By Andrew Scorer
Week commencing February 19 saw the supply chain start pressurizing carriers for more realistic box rates as Lunar New Year drew to a close.
The expectation for main head haul box rates to drop has been apparent since early February, with carriers taking proactive measures to maintain box rates at least at pre-New Year levels.
The carriers issued void sailings for the next few weeks and notified their customers that the validity period of box rates had been extended to mid- to end-March.
The anticipated drop has occurred from February 21, albeit with a varied impact.
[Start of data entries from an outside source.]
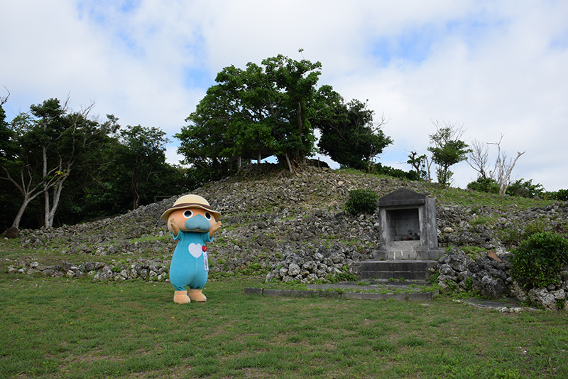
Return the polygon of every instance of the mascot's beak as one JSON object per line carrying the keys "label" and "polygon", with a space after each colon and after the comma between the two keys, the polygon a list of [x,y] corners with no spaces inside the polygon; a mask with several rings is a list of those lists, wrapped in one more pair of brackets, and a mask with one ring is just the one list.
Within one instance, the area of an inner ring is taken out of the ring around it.
{"label": "mascot's beak", "polygon": [[211,229],[211,223],[201,215],[195,215],[185,220],[185,228],[190,232],[207,232]]}

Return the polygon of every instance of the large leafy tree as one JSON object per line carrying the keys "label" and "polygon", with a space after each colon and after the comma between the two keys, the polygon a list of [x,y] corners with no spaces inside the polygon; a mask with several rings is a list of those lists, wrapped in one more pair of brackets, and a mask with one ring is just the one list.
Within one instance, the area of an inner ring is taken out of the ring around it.
{"label": "large leafy tree", "polygon": [[295,170],[314,152],[319,62],[279,55],[224,68],[175,135],[185,163],[224,171],[237,158],[276,155]]}
{"label": "large leafy tree", "polygon": [[322,132],[320,152],[342,166],[369,169],[373,159],[393,142],[380,129],[385,123],[384,117],[373,122],[374,112],[367,108],[366,103],[355,99],[345,104],[336,97],[332,104],[331,112],[322,114],[318,120],[317,127]]}
{"label": "large leafy tree", "polygon": [[94,104],[70,112],[67,102],[62,105],[58,99],[49,99],[12,120],[11,139],[18,149],[13,159],[2,161],[0,179],[11,183],[21,196],[13,227],[19,226],[27,206],[41,195],[43,225],[51,228],[64,185],[77,162],[97,149],[99,138],[112,127],[111,122],[89,118]]}
{"label": "large leafy tree", "polygon": [[471,150],[460,139],[465,132],[463,125],[446,122],[442,124],[438,122],[434,124],[436,132],[428,136],[434,146],[428,147],[428,151],[432,153],[432,161],[438,165],[436,171],[438,183],[449,186],[453,175],[450,166],[467,159],[467,154]]}
{"label": "large leafy tree", "polygon": [[165,162],[165,132],[157,127],[127,127],[121,130],[119,141],[116,186],[131,196],[132,208],[136,209],[143,199],[150,202],[158,191],[170,194],[168,178],[175,169]]}

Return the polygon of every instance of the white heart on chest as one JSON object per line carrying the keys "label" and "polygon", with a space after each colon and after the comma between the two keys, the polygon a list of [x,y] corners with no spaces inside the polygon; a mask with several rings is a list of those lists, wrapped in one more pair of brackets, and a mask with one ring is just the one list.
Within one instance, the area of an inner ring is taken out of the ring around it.
{"label": "white heart on chest", "polygon": [[190,254],[196,258],[199,258],[203,253],[203,249],[201,245],[197,245],[196,243],[190,243],[187,247],[187,250],[189,250]]}

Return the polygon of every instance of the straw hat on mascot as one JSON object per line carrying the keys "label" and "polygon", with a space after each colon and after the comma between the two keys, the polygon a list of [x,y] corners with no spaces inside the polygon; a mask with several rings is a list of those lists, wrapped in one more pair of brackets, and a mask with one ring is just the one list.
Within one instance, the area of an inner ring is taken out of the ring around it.
{"label": "straw hat on mascot", "polygon": [[[197,195],[180,197],[162,218],[178,245],[170,265],[170,282],[175,289],[173,301],[187,304],[205,301],[202,289],[207,282],[209,263],[207,242],[221,228],[221,213]],[[189,287],[189,293],[186,289]]]}

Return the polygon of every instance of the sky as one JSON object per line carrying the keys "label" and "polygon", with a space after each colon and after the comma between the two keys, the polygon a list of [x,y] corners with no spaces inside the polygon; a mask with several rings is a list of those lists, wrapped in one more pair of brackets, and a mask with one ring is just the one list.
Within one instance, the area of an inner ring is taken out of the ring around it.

The first head haul route to lower its box rate was North Asia to Mediterranean, down $100 to $1,200/FEU on February 21.
The North Asia to North Continent and UK routes both fell $100 to $1,500/FEU on February 22.
The concern though, from a box rate perspective, is that freight forwarders are already securing loadings well below this assessed level, with some rates as low as $1,300/FEU.
A logistics source said box rates “could fall back to December levels before the end of February.” S&P Global Platts assessed box rate level for December at $1,300/FEU for these routes.
The North Asia to West Coast North America route has seen a more drastic drop of $200, February 23, to $1,300/FEU.
On the East Coast inbound route from North Asia, PBR5, the box rate dropped to $2,600/FEU from $2,800/FEU Friday.
As mentioned earlier, the container industry had expected box rate decreases but with US annual contract negotiations starting to take place it had hoped for a calmer rate decline than the recent $200 incremental declines.
However, the container market is in a better position than it was this time last year and the US annual contracts should be secured at a higher level over the coming months, similar to the European ones.